As one of Twitter users has funny emphasized - There is no such thing as a cloud, it's just someone's computer. We believe in the privacy and security of giants like Google, but they also make mistakes. Recent changes in GPhotos have led to uploads to other users' accounts.
Duo Security owner - Jon Oberheide, who is a PhD at the University of Michigan, threw a screen on his Twitter from the email he received from Google. It shows that between November 21 and 25, 2019, there was a technical error in Google's servers that led to accidental uploads photos to other users' archives.
However, this is not the end, during this period there may have been errors and deficiencies in the downloaded files, and there may also be videos from other users. So, if between your photos from the mountain trip there were recordings from a someone grandmother's birthday in Switzerland, then you know why. Also remember that if you were doing or backing up from the cloud to your disks at that time, some files may have been missed.

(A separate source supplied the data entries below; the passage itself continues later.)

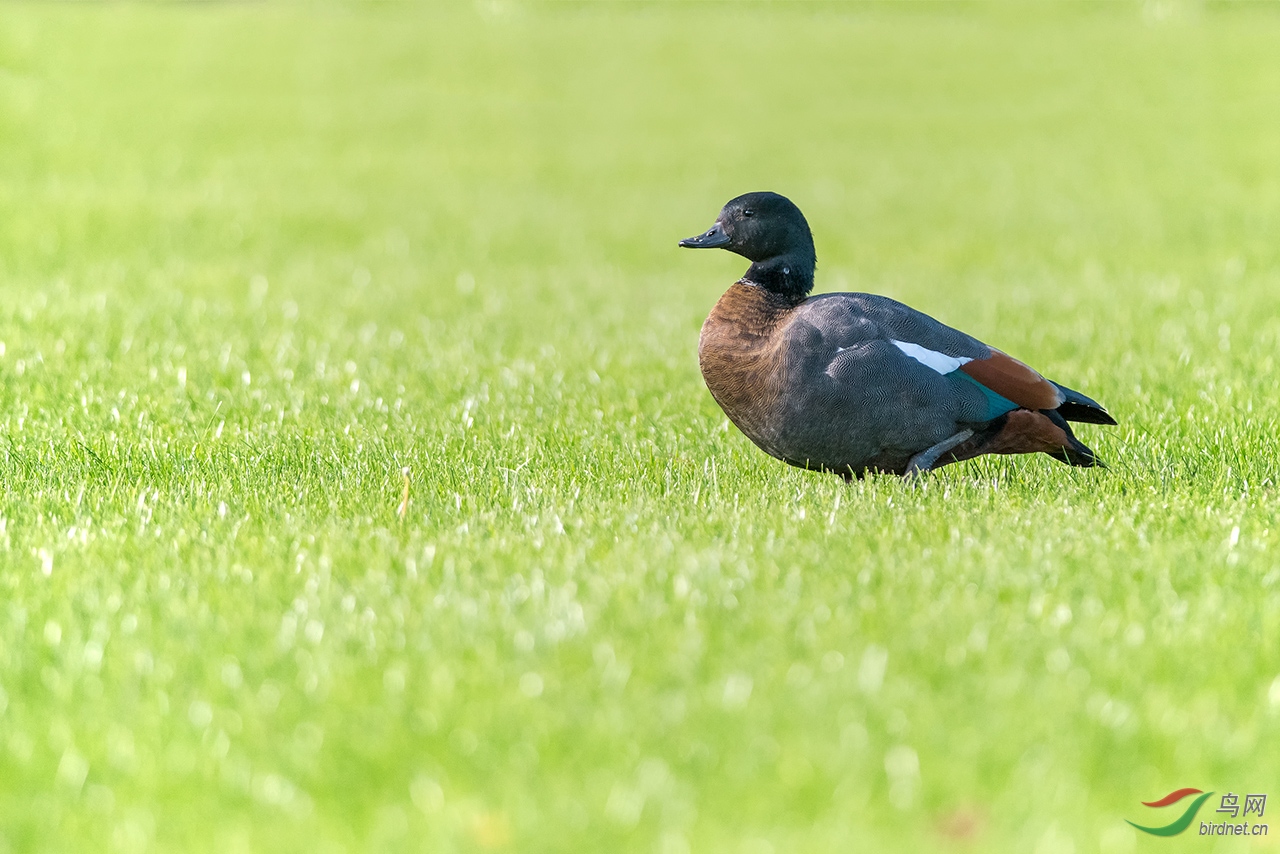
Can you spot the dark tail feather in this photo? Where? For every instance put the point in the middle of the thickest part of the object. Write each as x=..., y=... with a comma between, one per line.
x=1078, y=407
x=1075, y=453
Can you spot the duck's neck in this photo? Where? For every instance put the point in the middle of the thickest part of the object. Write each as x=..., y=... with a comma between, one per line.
x=789, y=275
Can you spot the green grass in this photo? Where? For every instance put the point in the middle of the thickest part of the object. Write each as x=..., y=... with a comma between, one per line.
x=256, y=259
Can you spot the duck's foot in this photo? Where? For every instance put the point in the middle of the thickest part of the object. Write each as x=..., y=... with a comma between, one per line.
x=927, y=459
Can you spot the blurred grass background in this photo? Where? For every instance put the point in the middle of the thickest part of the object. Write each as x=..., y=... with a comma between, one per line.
x=256, y=259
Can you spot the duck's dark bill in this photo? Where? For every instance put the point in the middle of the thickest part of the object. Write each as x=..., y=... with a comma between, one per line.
x=711, y=240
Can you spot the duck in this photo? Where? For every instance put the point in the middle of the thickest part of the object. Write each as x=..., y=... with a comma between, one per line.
x=856, y=383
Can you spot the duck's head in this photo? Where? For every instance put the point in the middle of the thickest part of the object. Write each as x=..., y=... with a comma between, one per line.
x=772, y=233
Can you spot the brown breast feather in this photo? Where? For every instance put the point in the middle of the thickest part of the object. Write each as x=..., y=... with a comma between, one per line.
x=741, y=355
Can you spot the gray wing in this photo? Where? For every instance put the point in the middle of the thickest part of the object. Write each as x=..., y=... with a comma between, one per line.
x=848, y=319
x=899, y=398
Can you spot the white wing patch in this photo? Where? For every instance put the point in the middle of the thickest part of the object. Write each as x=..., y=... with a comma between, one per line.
x=940, y=362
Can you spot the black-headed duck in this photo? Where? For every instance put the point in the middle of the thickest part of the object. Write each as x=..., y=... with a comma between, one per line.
x=853, y=382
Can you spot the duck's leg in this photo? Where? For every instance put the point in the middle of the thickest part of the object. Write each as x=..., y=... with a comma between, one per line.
x=927, y=459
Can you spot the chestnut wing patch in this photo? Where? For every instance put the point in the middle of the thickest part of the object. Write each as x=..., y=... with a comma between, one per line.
x=1015, y=380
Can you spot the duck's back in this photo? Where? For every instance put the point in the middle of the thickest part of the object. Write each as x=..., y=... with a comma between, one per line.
x=822, y=384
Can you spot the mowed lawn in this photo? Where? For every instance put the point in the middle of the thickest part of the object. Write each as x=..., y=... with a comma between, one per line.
x=256, y=260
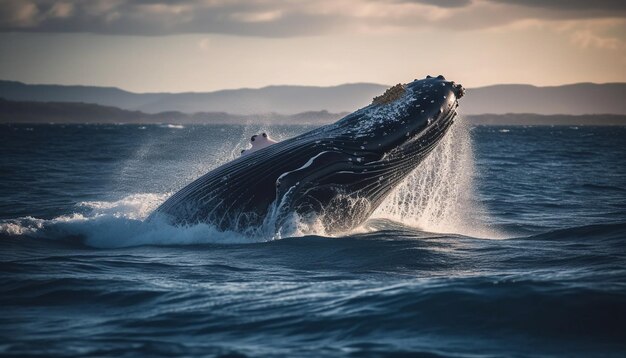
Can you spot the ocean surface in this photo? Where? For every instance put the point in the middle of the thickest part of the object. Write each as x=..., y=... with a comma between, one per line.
x=506, y=241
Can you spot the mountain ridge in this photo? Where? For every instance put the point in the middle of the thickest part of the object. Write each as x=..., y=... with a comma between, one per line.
x=571, y=99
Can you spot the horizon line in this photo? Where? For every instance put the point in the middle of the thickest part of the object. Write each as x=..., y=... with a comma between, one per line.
x=296, y=85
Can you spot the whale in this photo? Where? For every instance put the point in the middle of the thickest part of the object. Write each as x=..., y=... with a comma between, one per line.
x=258, y=141
x=337, y=174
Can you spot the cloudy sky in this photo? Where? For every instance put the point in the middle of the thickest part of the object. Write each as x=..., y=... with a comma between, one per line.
x=203, y=45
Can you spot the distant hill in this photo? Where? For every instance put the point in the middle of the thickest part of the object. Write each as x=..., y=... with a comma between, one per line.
x=575, y=99
x=273, y=99
x=580, y=98
x=62, y=112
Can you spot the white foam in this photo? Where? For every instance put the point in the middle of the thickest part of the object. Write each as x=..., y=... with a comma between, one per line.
x=439, y=195
x=119, y=224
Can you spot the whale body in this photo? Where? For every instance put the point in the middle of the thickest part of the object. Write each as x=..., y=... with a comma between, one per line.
x=339, y=173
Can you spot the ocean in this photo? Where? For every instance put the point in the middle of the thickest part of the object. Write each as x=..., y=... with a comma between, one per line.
x=506, y=241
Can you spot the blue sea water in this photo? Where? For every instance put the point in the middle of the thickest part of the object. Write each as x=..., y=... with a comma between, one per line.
x=513, y=243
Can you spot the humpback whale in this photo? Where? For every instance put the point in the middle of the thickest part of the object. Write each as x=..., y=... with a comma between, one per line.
x=338, y=173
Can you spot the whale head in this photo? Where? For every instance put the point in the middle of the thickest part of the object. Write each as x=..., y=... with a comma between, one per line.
x=363, y=156
x=340, y=172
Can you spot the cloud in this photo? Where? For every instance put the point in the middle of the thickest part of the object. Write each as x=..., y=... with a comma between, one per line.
x=603, y=6
x=283, y=18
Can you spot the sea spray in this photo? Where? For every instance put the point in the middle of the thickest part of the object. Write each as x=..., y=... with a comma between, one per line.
x=439, y=195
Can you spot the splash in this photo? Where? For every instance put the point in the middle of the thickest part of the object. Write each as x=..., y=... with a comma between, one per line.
x=119, y=224
x=439, y=196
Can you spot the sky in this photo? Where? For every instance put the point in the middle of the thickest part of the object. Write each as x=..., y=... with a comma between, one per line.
x=207, y=45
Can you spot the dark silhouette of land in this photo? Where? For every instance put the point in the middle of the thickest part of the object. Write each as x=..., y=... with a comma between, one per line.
x=61, y=112
x=575, y=99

The error has been marked as resolved, but since they are now reporting it, it has either been affected by a small group of people, so there were not many reports or the losses were very difficult to estimate.
My photos are in the cloud, what should I do?

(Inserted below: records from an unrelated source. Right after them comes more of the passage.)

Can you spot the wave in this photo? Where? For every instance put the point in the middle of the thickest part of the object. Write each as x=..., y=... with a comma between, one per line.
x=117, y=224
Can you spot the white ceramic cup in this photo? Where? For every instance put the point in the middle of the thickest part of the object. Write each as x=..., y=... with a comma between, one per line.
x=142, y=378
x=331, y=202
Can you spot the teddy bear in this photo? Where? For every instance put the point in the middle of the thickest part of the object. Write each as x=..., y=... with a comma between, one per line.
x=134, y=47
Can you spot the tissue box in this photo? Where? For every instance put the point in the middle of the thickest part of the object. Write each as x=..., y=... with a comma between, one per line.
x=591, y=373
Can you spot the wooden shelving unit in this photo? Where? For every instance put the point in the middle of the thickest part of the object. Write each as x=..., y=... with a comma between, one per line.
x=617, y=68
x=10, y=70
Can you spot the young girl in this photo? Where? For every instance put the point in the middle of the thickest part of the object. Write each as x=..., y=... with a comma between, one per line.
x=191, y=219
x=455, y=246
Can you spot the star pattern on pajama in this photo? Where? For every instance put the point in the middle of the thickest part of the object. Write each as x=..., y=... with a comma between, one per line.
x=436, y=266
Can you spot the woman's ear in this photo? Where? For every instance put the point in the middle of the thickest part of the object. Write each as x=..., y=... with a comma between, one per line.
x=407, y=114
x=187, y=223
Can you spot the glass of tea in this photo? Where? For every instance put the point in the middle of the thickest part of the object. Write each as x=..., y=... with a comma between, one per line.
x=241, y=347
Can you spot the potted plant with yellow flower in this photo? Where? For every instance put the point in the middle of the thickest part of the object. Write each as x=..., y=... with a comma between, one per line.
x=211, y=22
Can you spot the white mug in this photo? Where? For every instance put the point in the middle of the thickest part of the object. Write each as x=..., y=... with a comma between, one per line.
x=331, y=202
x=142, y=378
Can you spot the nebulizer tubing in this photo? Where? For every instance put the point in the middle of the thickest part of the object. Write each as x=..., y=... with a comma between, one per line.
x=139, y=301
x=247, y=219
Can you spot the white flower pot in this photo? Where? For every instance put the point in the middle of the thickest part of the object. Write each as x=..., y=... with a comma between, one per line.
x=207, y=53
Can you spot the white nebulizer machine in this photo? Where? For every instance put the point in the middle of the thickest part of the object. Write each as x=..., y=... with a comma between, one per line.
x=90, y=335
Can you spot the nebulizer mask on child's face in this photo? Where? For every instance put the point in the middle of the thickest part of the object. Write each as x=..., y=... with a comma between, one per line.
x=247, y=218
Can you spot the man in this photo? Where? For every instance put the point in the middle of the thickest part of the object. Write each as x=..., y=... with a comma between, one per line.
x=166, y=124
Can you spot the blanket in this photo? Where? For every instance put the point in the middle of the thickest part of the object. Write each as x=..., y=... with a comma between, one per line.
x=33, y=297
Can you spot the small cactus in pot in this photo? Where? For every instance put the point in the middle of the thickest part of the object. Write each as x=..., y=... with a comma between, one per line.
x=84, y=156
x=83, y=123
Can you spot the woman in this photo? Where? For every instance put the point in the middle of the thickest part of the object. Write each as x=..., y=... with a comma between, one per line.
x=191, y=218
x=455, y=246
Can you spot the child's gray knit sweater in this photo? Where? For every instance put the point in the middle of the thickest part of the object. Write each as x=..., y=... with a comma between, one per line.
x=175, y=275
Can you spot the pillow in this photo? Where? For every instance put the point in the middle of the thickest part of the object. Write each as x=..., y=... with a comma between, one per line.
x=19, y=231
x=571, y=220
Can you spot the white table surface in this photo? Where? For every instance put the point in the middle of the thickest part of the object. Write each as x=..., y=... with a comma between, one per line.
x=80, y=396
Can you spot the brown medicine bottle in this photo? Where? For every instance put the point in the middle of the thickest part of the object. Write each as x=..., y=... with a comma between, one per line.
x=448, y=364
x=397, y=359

Saving photos in the cloud may seem like a fantastic way to protect your memories from random events such as damaged computers or damaged hard drives. However, as Apple proved a few years ago, no matter where they are, when they are - they are somewhere outside your computer, on someone's server and someone can steal them. It is true that the reason for this was not a hacker attack, but a simple human error - but it just shows that all these great technological facilities are created by ordinary people who can make ordinary mistakes.
If you are worried about your files, you can stock up on ready NAS home servers that can be accessed from both personal computers and telephones. Paranoids can burn their photos on magnetic tapes and hide them in a dry basement or at their mother-in-law behind a dresser. Each network service means sending your files to someone, so every thing we send to the Internet should be treated as made public.
And probably every file we once sent will be "there" forever and someone can find it someday.
If I had to answer the question "what to do, how to live?" - I would always suggest doubting whether we really want to do a "secure" backup of your file on the Internet.